By this point we were feeling pretty discouraged. Things just weren't as hearts-and-flowers as we expected. We looked at each other, and said, "Okay." This lady didn't look like a serial killer or a freak, she looked like a mom. Besides, we knew if she tried anything, we could take her - she maybe weighed 130 pounds. We got our paperwork back, checked it, and walked with this woman, who introduced herself as "Debbie," to her van. It was obvious then she really was a mom, because that van said "kids" all over it. We strapped in and the ride began with a massive U-turn right in the middle of downtown D.C. traffic. Let's just say I held onto the "Oh Shit!" bar the entire ride.
Debbie walked us in and began walking us through the process. We could not believe how helpful this woman was being - she didn't have to help us at all. She kept saying, "You guys look so nice, there's no way I would leave you."
We had decided to leave our documents with the Chinese Consulate, because to wait for them would have cost us over 500 dollars more. As we waited, the adoption courier walked in with her daughters, and said, "Hey, you beat us here." Debbie asked her how they got to the Consulate and she told us they rode the bus. Debbie asked her where they were going after their drop-off, and she said, "We'll ride the bus back to the Metro." Debbie then said, "I'm taking them back to the Metro station, my van seats 7, so ride with us."
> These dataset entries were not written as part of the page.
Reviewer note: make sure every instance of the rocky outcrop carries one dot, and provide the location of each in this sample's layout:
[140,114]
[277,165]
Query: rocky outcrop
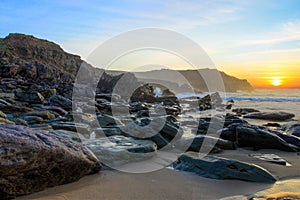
[32,160]
[194,79]
[277,116]
[258,137]
[292,129]
[196,143]
[115,151]
[221,168]
[3,119]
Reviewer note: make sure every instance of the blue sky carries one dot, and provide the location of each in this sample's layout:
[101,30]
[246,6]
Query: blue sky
[252,36]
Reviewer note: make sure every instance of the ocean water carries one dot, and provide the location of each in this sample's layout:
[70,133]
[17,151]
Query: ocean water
[269,100]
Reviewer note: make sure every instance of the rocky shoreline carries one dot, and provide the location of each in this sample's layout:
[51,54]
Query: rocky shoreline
[47,140]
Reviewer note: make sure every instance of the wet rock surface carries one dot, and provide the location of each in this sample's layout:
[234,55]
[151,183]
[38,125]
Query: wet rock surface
[32,160]
[115,151]
[220,168]
[278,116]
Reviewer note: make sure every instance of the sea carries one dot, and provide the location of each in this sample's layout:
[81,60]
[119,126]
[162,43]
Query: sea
[266,100]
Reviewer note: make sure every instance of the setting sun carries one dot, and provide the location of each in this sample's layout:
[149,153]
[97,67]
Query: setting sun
[276,82]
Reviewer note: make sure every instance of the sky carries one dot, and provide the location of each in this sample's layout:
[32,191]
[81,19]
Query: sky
[257,40]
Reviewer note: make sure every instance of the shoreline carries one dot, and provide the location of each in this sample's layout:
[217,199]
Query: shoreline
[171,184]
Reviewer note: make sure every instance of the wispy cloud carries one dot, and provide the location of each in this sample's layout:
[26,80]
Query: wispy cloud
[289,31]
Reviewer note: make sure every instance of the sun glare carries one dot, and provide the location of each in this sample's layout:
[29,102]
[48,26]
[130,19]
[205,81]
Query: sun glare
[276,82]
Amazingly, we all finished within 3 minutes of each other. We walked back to van, all piled in, and Debbie made another massive U-turn and two-wheeled it back to the Metro station. As we all got our stuff and poured out, B said, "You can't imagine how much you've helped us. Is there anything we can do? Buy you some gas? Buy you lunch?" Debbie just smiled and said, "Nope. I have a good story to tell my family. They'll probably kill me for giving a ride to strangers, but you guys looked so nice, it was fine. Good luck!" She waved, made another U-turn and sped off.
We said good-bye to the adoption courier and her children and rode down into the belly of the Metro station, shaking our heads in amazement at how wonderful people can be.